I find that any frame with the modern trend for sloping top tubes just look daft under me TBH, so I stick to traditional geometry both for this reason and the fact that I just don't like sloping top tubes myself.

I also used to have a 2006 Trek Madone 5.5 in a 60cm and it was perfect, I then saw the 2009 Madone, (with change to sloping geometry), I sat on a 60 and it nearly went up my arse! (I exaggerate for effect), but the truth is I would have had to go to a 63 to get the right fit.

Like others have said, go and try some, sit on loads, and ride even more. Size calculators are just a guide IMO, they will point you the general right direction, but don't allow for quirks, tweaks and personal preferences.

Good luck, there's nothing quite like hunting for a new bike


----------



## jig-sore (23 Jul 2011)

smokeysmoo said:


> Like others have said, go and try some, *sit on loads, and ride even more*.



?????? are we riding them standing up ??


----------



## johnnyh (23 Jul 2011)

one of my road bikes is a 54cm and the other a 56, I am knee high to an ant (5'8") but when I test rode the 56 it just felt more comfy. - go figure


----------



## Zoiders (23 Jul 2011)

The OP seems to have fallen foul of the Compact/Semi Compact concept.

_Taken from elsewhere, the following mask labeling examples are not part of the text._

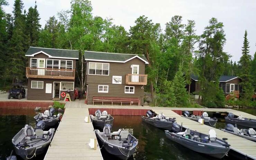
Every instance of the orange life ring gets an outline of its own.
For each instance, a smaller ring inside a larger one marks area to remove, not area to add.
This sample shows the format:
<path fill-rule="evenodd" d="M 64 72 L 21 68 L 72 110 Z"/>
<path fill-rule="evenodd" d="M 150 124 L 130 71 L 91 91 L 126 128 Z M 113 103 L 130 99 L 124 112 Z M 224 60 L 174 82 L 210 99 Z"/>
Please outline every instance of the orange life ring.
<path fill-rule="evenodd" d="M 65 97 L 66 96 L 66 93 L 64 92 L 63 92 L 61 94 L 61 97 Z"/>

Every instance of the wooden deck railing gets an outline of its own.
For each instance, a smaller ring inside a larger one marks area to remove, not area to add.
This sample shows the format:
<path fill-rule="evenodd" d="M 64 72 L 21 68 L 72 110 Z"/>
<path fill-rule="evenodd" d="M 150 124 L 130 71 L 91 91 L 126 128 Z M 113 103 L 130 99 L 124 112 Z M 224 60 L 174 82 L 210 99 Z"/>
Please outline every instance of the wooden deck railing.
<path fill-rule="evenodd" d="M 146 85 L 148 75 L 146 74 L 126 75 L 126 84 Z"/>
<path fill-rule="evenodd" d="M 26 68 L 27 78 L 42 78 L 74 79 L 75 69 Z"/>

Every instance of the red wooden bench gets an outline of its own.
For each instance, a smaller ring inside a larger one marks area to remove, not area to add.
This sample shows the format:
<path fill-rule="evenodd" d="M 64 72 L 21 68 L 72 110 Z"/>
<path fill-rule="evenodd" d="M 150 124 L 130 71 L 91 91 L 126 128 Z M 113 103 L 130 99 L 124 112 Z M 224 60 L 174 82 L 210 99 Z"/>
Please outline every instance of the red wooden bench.
<path fill-rule="evenodd" d="M 98 97 L 93 96 L 92 98 L 93 104 L 94 102 L 102 102 L 102 105 L 104 102 L 111 103 L 113 105 L 113 103 L 120 103 L 122 105 L 123 103 L 129 103 L 130 105 L 133 103 L 136 103 L 138 105 L 140 105 L 140 101 L 138 98 L 130 98 L 116 97 Z"/>

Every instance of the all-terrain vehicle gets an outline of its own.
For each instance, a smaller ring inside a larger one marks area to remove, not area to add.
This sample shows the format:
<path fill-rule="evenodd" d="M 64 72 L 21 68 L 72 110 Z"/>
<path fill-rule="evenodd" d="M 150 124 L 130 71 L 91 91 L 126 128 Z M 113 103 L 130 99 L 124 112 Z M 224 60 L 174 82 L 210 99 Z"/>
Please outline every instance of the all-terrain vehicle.
<path fill-rule="evenodd" d="M 21 98 L 25 98 L 26 91 L 24 89 L 24 85 L 19 83 L 13 84 L 11 89 L 9 91 L 9 94 L 8 95 L 8 99 L 11 99 L 11 97 L 17 98 L 19 100 Z"/>

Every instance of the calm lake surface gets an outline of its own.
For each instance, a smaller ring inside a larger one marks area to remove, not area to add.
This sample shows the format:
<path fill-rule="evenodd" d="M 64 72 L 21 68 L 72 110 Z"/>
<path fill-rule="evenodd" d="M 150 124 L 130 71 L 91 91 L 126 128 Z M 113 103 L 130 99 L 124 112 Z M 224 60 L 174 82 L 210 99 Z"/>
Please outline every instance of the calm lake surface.
<path fill-rule="evenodd" d="M 240 109 L 239 110 L 240 110 Z M 241 111 L 255 115 L 256 110 L 243 109 Z M 43 111 L 42 111 L 43 112 Z M 0 108 L 0 159 L 5 160 L 9 156 L 13 146 L 11 139 L 25 124 L 35 125 L 34 116 L 37 113 L 33 109 Z M 164 131 L 142 123 L 140 116 L 115 116 L 112 130 L 119 128 L 131 129 L 133 135 L 139 140 L 139 144 L 133 157 L 134 160 L 214 160 L 214 158 L 200 154 L 187 149 L 167 139 Z M 223 128 L 225 120 L 218 119 L 216 128 Z M 117 158 L 107 153 L 102 149 L 105 160 Z M 33 159 L 43 160 L 44 154 L 38 156 Z M 18 160 L 22 159 L 17 156 Z M 229 157 L 225 160 L 235 159 Z"/>

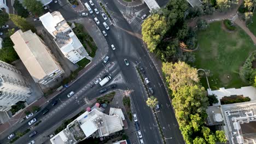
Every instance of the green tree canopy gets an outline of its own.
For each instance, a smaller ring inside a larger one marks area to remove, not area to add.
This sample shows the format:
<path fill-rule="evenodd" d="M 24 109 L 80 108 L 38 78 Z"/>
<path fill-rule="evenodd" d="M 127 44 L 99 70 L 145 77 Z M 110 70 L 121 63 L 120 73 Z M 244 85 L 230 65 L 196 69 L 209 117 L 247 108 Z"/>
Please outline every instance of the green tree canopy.
<path fill-rule="evenodd" d="M 40 1 L 24 0 L 23 3 L 27 9 L 34 15 L 39 16 L 43 14 L 43 4 Z"/>
<path fill-rule="evenodd" d="M 5 23 L 8 21 L 9 15 L 7 13 L 0 10 L 0 26 L 4 25 Z"/>

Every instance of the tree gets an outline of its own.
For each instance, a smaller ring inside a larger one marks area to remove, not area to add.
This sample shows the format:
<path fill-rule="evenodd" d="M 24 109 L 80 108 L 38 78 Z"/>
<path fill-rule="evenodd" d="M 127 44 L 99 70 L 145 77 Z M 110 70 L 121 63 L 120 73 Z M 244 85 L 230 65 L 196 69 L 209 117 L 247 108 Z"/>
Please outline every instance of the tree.
<path fill-rule="evenodd" d="M 191 86 L 199 82 L 196 69 L 191 68 L 185 62 L 163 63 L 162 71 L 170 88 L 173 92 L 183 86 Z"/>
<path fill-rule="evenodd" d="M 215 94 L 211 94 L 207 95 L 208 100 L 210 106 L 212 105 L 213 104 L 217 104 L 219 103 L 219 100 L 217 98 L 217 96 Z"/>
<path fill-rule="evenodd" d="M 156 105 L 158 103 L 158 99 L 154 96 L 151 96 L 150 97 L 148 98 L 148 100 L 146 101 L 147 105 L 151 107 L 152 109 L 153 109 L 154 107 L 155 107 Z"/>
<path fill-rule="evenodd" d="M 37 0 L 24 0 L 23 3 L 28 11 L 34 15 L 39 16 L 44 12 L 43 8 L 43 4 L 40 1 Z"/>
<path fill-rule="evenodd" d="M 2 26 L 5 24 L 5 23 L 8 21 L 9 15 L 8 14 L 0 10 L 0 26 Z"/>
<path fill-rule="evenodd" d="M 165 17 L 154 14 L 147 19 L 142 23 L 142 39 L 148 45 L 150 52 L 154 52 L 167 31 Z"/>
<path fill-rule="evenodd" d="M 226 135 L 225 135 L 225 132 L 223 130 L 217 130 L 215 134 L 217 141 L 222 143 L 226 142 Z"/>
<path fill-rule="evenodd" d="M 21 29 L 23 32 L 26 32 L 30 29 L 34 33 L 36 32 L 36 28 L 27 21 L 25 18 L 14 14 L 9 14 L 9 17 L 14 25 Z"/>

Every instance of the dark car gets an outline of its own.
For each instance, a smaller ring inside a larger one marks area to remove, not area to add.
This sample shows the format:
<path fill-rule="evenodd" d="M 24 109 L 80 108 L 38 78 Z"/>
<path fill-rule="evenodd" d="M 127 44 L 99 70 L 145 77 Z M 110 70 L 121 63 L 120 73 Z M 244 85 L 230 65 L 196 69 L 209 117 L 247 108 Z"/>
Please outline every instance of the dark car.
<path fill-rule="evenodd" d="M 139 130 L 139 126 L 138 125 L 138 122 L 135 122 L 135 128 L 136 128 L 137 130 Z"/>
<path fill-rule="evenodd" d="M 48 112 L 49 112 L 48 109 L 44 109 L 44 110 L 43 111 L 43 115 L 45 115 Z"/>
<path fill-rule="evenodd" d="M 30 134 L 29 136 L 31 137 L 36 135 L 37 134 L 37 132 L 36 131 L 34 131 L 31 134 Z"/>
<path fill-rule="evenodd" d="M 115 88 L 115 87 L 117 87 L 117 85 L 110 85 L 110 86 L 109 86 L 109 88 Z"/>
<path fill-rule="evenodd" d="M 58 101 L 57 100 L 54 100 L 53 103 L 51 103 L 51 105 L 55 106 L 58 103 Z"/>
<path fill-rule="evenodd" d="M 100 91 L 100 93 L 103 93 L 104 92 L 106 92 L 107 91 L 108 91 L 108 89 L 105 88 L 102 89 L 101 91 Z"/>

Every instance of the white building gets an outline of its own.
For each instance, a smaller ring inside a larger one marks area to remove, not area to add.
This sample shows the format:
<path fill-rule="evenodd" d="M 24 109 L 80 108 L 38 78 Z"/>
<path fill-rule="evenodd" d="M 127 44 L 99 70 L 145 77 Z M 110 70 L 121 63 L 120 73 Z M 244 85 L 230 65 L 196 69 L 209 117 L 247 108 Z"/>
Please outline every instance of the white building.
<path fill-rule="evenodd" d="M 72 28 L 59 11 L 48 13 L 39 17 L 43 25 L 65 57 L 73 63 L 86 57 L 91 59 Z"/>
<path fill-rule="evenodd" d="M 7 6 L 7 3 L 6 3 L 6 0 L 0 1 L 0 10 L 5 11 L 6 13 L 9 14 L 9 8 Z"/>
<path fill-rule="evenodd" d="M 30 87 L 14 66 L 0 61 L 0 111 L 6 111 L 30 96 Z"/>
<path fill-rule="evenodd" d="M 19 30 L 10 38 L 14 50 L 36 82 L 46 85 L 64 73 L 44 42 L 31 30 Z"/>

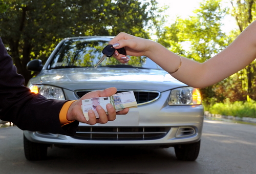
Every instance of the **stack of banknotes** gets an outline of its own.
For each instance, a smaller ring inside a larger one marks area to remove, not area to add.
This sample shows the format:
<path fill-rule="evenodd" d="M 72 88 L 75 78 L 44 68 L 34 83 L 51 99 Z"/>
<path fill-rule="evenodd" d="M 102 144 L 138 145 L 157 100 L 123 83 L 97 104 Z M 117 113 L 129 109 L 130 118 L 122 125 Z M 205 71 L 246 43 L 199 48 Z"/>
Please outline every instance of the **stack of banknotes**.
<path fill-rule="evenodd" d="M 120 93 L 110 97 L 96 97 L 82 100 L 82 110 L 87 121 L 89 120 L 88 112 L 90 110 L 94 111 L 96 118 L 99 114 L 96 111 L 96 106 L 100 105 L 108 114 L 106 105 L 111 103 L 116 110 L 116 112 L 122 111 L 124 108 L 137 107 L 136 99 L 133 91 Z"/>

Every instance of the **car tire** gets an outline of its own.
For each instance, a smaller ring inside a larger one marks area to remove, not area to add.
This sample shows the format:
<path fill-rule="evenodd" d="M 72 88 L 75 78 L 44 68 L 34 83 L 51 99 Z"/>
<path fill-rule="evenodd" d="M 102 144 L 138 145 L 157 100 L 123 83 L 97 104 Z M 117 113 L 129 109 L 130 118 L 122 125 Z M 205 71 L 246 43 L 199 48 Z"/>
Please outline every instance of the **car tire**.
<path fill-rule="evenodd" d="M 196 143 L 177 145 L 174 147 L 177 158 L 182 161 L 195 161 L 199 154 L 201 140 Z"/>
<path fill-rule="evenodd" d="M 28 160 L 43 160 L 47 158 L 47 148 L 46 144 L 37 143 L 29 141 L 23 135 L 23 143 L 25 157 Z"/>

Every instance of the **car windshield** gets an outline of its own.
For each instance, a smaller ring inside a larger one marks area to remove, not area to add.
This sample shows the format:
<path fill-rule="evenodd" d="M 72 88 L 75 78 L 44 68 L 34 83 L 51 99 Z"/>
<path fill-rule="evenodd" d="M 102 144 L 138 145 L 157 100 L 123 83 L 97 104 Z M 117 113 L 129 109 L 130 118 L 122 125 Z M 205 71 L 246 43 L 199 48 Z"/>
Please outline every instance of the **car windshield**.
<path fill-rule="evenodd" d="M 65 40 L 54 55 L 48 69 L 70 68 L 94 68 L 103 56 L 102 51 L 111 38 L 81 38 Z M 126 64 L 114 57 L 106 57 L 98 67 L 143 68 L 162 70 L 145 56 L 128 56 Z"/>

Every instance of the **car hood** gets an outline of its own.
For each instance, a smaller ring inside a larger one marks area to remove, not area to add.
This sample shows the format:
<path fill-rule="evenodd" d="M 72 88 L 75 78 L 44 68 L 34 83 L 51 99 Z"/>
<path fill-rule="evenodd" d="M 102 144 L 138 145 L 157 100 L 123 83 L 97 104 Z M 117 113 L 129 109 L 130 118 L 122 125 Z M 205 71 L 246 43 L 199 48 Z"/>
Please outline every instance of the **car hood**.
<path fill-rule="evenodd" d="M 187 86 L 163 70 L 107 67 L 43 70 L 29 83 L 50 84 L 71 91 L 115 87 L 160 92 Z"/>

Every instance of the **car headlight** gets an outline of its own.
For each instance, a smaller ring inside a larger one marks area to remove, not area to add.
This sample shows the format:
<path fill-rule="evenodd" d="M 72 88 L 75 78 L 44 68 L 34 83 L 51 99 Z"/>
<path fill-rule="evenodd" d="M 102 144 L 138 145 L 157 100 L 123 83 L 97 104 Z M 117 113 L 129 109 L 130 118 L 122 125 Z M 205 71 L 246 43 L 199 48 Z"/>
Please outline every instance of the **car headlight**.
<path fill-rule="evenodd" d="M 39 93 L 47 99 L 65 100 L 64 93 L 61 89 L 50 85 L 35 85 L 29 86 L 31 92 Z"/>
<path fill-rule="evenodd" d="M 169 105 L 201 104 L 202 99 L 199 90 L 184 87 L 172 90 L 168 102 Z"/>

No they don't look like traditional frames as more seat post shows, check the manufacturers suggested sizing and look at the top tube reach and head tube length, these will still be the same as a traditional frame.

Don't be freaked out buy the amount of post showing.


----------



## smokeysmoo (23 Jul 2011)

Zoiders said:


> The OP seems to have fallen foul of the Compact/Semi Compact concept.
> 
> No they don't look like traditional frames as more seat post shows, check the manufacturers suggested sizing and look at the top tube reach and head tube length, these will still be the same as a traditional frame.
> 
> Don't be freaked out buy the amount of post showing.



Spot on in the sense that the frames are measured in the same way, ie: a 60cm measurement on a sloping frame is measured from the centre of the BB to a virtual point in space created by taking a virtual horizontal top tube position.
The fact remains that a compact frame under someone 6'+ just looks too small IMHO.

If the OP finds a compact frame that fits, suits and he's happy with it, happy days


----------



## smokeysmoo (23 Jul 2011)

jig-sore said:


> ?????? are we riding them standing up ??



It was a vague attempt at humour to outline the need to test as many bikes as humanly possible, especially when you are coming to the purchase arena from the inexperienced position of the OP


----------



## dave r (23 Jul 2011)

There's some awfully tall people on here, is it something in the water? or are you lot sleeping with your feet in a growbag?	

5" 6' with a 29" inside leg, my Kilmeton is a 53, both my Pearson and my Dawes are 54's. Sometime in the last 10 years we seemed to move away from not having much seat post showing to loads of seat post showing.


----------



## smokeysmoo (23 Jul 2011)

dave r said:


> There's some awfully tall people on here, is it something in the water? or are you lot sleeping with your feet in a growbag?



Eh up! At 6' 5" if I had a pound for every time I'd heard that


----------



## dave r (23 Jul 2011)

smokeysmoo said:


> Eh up! At 6' 5" if I had a pound for every time I'd heard that



Note to self, must try harder next time.


----------